The whitepaper from the asset manager called, Adviser’s Alpha: Putting a value on your value, sets out seven key practices whereby advisers can add value and provides estimated values for each area.
Some of the reasons, which were laid out by Vanguard are listed below:
The behavioural coach: That is, helping investors maintain a long-term perspective and disciplined approach.
Vanguard considered this one of the most important elements of financial advice in any market environment with it adding a potential value of up to 1.50 percent.
Marc Faber also recently highlighted the importance of being disciplined when investing. He said: “The key in my view, for a successful investor, is to decide upon a strategy and then implement the strategy with discipline and not continuously change their view. Someone who invests has to decide on a strategy and implement the strategy with discipline
Watch the costs: Financial advisers should use cost-effective investments. The paper stated that every pound paid for management fees, trading costs, and taxes is a pound less of potential return for clients. Gross return, less costs equals net return.
The potential value added could be up to 0.92 percent.

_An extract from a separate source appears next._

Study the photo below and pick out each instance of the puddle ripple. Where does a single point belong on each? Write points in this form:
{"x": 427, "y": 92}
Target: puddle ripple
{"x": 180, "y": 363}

Rebalance the portfolio to minimise risk: Vanguard explains that over time, a portfolio’s investments produce various returns, which can have the impact of the portfolio drifting from its target allocation and acquiring new risk-and-return characteristics that may be inconsistent with the portfolio’s original goals.
An adviser can add value by rebalancing the portfolio to minimise risk.
Potential value added of between 0 percent to 0.43 percent.
Have a spending strategy. With the population living longer, financial advisers can help retiree investors make the important decisions about how to spend from their portfolios enabling them to minimise total taxes paid and increase the longevity of their portfolios.
Potential value add: 0 percent to 0.48 percent.
Know your tax accounts: The allocation of assets between taxable and tax-advantaged accounts is can help with optimal portfolio construction from a tax perspective. It might involve holding tax-efficient broad-market equity investments in taxable accounts, while broad-market bonds are held in tax-advantage accounts such as ISAs and pensions.
Potential value added can be from 0 percent up to 0.23 percent.
Vanguard’s note highlighted that two other practices - building a suitable asset allocation using broadly diversified funds/exchange traded funds and total-return versus income investing – while important were deemed too variable by individual investor to quantify.
Peter Westaway, one of the research authors and head of the European investment strategy group, commented, “The Retail Distribution Review has changed the adviser value proposition. Clients have greater clarity on the fees they are paying and, unsurprisingly, they want to know that they are receiving good value for money.”